Aktuelle Krisen und Konflikte zwingen Menschen weltweit, ihr Zuhause zu verlassen und in andere Länder zu fliehen. Fast die Hälfte der geflüchteten Menschen sind Kinder. Sie sind durch die Erlebnisse vor und während der Flucht, schwierigen Bedingungen in Gemeinschaftsunterkünften, und den vielffältigen neuen Anforderungen einer hohen Belastung ausgesetzt. Oft fehlen bedarfsorientierte Unterstützungsangebote oder feste Kontaktmöglichkeiten, um Kindern notwendige psychosoziale Hilfe anbieten zu können. In unserem Projekt möchten wir gemeinsam mit Schulen Angebote schaffen, um die Versorgung von geflüchteten Kindern zu verbessern.
Wir möchten herausfinden, wie es geflüchteten Kindern und ihren Familien geht, welcher Bedarf an psychosozialen Hilfen existiert und welche Barrieren die Inanspruchnahme von Hilfen erschweren. Uns interessiert dabei sowohl die Perspektive der Kinder und ihrer Sorgeberechtigten als auch die Perspektive von Fachkräften.
Wir bilden Fachkräfte an Schulen aus, damit sie Belastungen von Kindern und deren Unterstützungsbedarf leichter einschätzen können (sogenannte Screenings) und diesen Kindern ein erstes niedrigschwelliges Gruppen-Unterstützungsangebot anbieten zu können. Die Etablierung der Screenings und des Unterstützungsangebots wird durch uns begleitet und evaluiert.

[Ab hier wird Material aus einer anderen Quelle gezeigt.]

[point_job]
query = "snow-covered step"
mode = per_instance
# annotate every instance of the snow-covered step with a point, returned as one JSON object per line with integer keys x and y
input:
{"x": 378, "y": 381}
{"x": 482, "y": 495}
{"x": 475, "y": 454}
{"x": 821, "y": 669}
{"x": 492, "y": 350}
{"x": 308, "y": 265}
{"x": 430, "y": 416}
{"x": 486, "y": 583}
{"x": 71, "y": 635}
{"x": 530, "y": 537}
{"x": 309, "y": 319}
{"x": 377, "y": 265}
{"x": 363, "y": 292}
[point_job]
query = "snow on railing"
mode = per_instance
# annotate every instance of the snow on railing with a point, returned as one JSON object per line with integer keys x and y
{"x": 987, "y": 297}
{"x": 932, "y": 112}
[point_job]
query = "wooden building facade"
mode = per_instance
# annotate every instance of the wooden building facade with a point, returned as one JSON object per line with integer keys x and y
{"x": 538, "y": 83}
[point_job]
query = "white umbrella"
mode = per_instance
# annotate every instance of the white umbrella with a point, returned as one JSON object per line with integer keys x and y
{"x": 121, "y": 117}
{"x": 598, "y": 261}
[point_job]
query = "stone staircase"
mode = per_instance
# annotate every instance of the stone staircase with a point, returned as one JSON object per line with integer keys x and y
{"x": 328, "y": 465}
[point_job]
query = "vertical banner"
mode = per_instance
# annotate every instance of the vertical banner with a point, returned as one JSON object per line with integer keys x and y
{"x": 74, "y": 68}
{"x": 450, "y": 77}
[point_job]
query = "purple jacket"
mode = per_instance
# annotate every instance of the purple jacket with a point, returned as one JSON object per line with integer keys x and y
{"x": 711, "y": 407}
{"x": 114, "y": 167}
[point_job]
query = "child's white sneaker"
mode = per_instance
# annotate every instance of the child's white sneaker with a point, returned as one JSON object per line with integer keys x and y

Um die Inanspruchnahme von Unterstützungsangeboten zu erleichtern, möchten wir die Vernetzung von Institutionen stärken. Unser Ziel ist es, Schulen direkte Ansprechmöglichkeiten für psychosoziale Hilfen und Psychotherapie für Kinder mit Unterstützungsbedarf an die Hand geben zu können und die Zusammenarbeit von Institutionen zu stärken.
Allgemeine Projektinformation für Fachkräfte: Flyer_Fachkräfte
Informationen zu den Familien-Interviews für Fachkräfte: Flyer_WP1
Informationen zum Fortbildungsangebot für Fachkräfte in Schulen: Flyer_WP2
Bei Interesse an unserem Fortbildungsangebot für Fachkräfte in Schulen, kontaktieren Sie uns gerne per Mail (schulbasis@uni-bielefeld.de) oder wenden Sie sich direkt an Bahadir Uyanik (bahadir.uyanik@uni-bielefeld.de)
Informationen zur Fachberatungen: folgen hier in Kürze

Für die Versorgung von Kindern benötigt es ein ganzes Dorf – oder eben ein starkes Netzwerk.
Genau dieses Netzwerk wollten wir auf unserer Netzwerkkonferenz sichtbar und vor allem stärker machen – Wie können wir gemeinsam die Versorgung von Kindern mit Fluchtgeschichte verbessern?
Am 18.02.26 kamen über 60 engagierte Bielefelder Fachkräfte aus der Versorgung von Kindern mit Fluchtgeschichte zusammen, um unser gemeinsames Netzwerk zu stärken. Es gab spannende Inputs: einen Vortrag zu einem mit dem Integrationspreis Baden-Württembergs ausgezeichneten Best-Practice Beispiel, das sog. Gesundheitspat*innen in die Versorgung mit einbezieht und einen Vortrag zu ersten Ergebnissen und Einblicken des SchulBasis-Projekts. Das Herzstück der Konferenz waren dann unsere „World-Café“-Workshops, in denen wir uns zu verschiedenen Themen wie dem Überwinden von Sprachbarrieren, der nachhaltigen Stärkung unseres Netzwerks oder über Möglichkeiten von Gesundheitspat*innen in Bielefeld austauschten und diskutierten. Hier sind die Ergebnisse aus den Workshops dokumentiert.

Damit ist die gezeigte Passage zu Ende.